Butchering animals is one of civilisation's oldest and most respected professions. Guilds were set up during the Middle Ages that specialised in the slaughter and preparation of animals. From using sharpened sticks to modern cleavers, butchers have always fed hungry carnivores.
Early Man's Butcher Shop
University of Miami scientists and underwater archaeologists discovered the remains of a butchered giant sloth at a Florida sinkhole. The remains are thought to be about 12,000 years old. An earlier discovery of a sharpened stick and tortoise remains had led them to believe the area was used as a butcher shop for early man.
Butcher Shop in Ancient Rome
In the late 1880s, the Museum of Antiquities in Dresden, Germany, displayed an ancient Roman relief of a butcher shop.
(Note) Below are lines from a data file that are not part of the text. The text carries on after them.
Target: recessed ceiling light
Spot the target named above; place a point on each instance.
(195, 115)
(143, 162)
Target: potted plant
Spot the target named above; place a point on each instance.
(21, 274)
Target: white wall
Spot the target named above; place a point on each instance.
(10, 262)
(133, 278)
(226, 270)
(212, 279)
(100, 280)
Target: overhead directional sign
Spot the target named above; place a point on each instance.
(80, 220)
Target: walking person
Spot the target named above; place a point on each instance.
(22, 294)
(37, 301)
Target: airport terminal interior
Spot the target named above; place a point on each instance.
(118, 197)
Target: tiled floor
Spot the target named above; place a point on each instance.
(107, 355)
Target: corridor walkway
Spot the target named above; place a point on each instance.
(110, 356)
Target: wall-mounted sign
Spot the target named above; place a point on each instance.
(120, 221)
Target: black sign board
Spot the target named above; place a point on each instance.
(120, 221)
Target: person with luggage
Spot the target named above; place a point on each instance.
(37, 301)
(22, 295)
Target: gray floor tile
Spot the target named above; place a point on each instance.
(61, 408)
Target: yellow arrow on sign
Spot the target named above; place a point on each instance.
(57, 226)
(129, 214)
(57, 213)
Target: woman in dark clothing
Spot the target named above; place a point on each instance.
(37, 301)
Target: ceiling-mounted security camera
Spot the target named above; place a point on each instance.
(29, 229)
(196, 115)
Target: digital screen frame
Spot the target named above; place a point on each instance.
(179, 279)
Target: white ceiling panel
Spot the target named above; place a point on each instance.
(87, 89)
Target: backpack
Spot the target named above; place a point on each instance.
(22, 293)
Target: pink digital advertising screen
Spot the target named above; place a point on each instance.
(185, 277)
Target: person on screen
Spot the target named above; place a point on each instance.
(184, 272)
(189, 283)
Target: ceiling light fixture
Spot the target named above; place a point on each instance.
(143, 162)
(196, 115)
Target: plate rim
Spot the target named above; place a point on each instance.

The butcher was separating a rack of ribs with a cleaver. In his shop was a three legged chopping table and hooks with dressed meats. Among them were pork joints and favourites of the time like udders and boar's heads.
Butchers honoured their craftsmanship and often gathered in Butchers' Halls to sell their meats. The earliest reference was the mention of London's Ward of Farringdon Without in 975 A.D. The Worshipful Company of Butchers started in the 14th century and remains one of the UK's oldest guilds. Smithfield Market, a meat market for over 800 years, once had grassy plains that allowed livestock to be freshly slaughtered.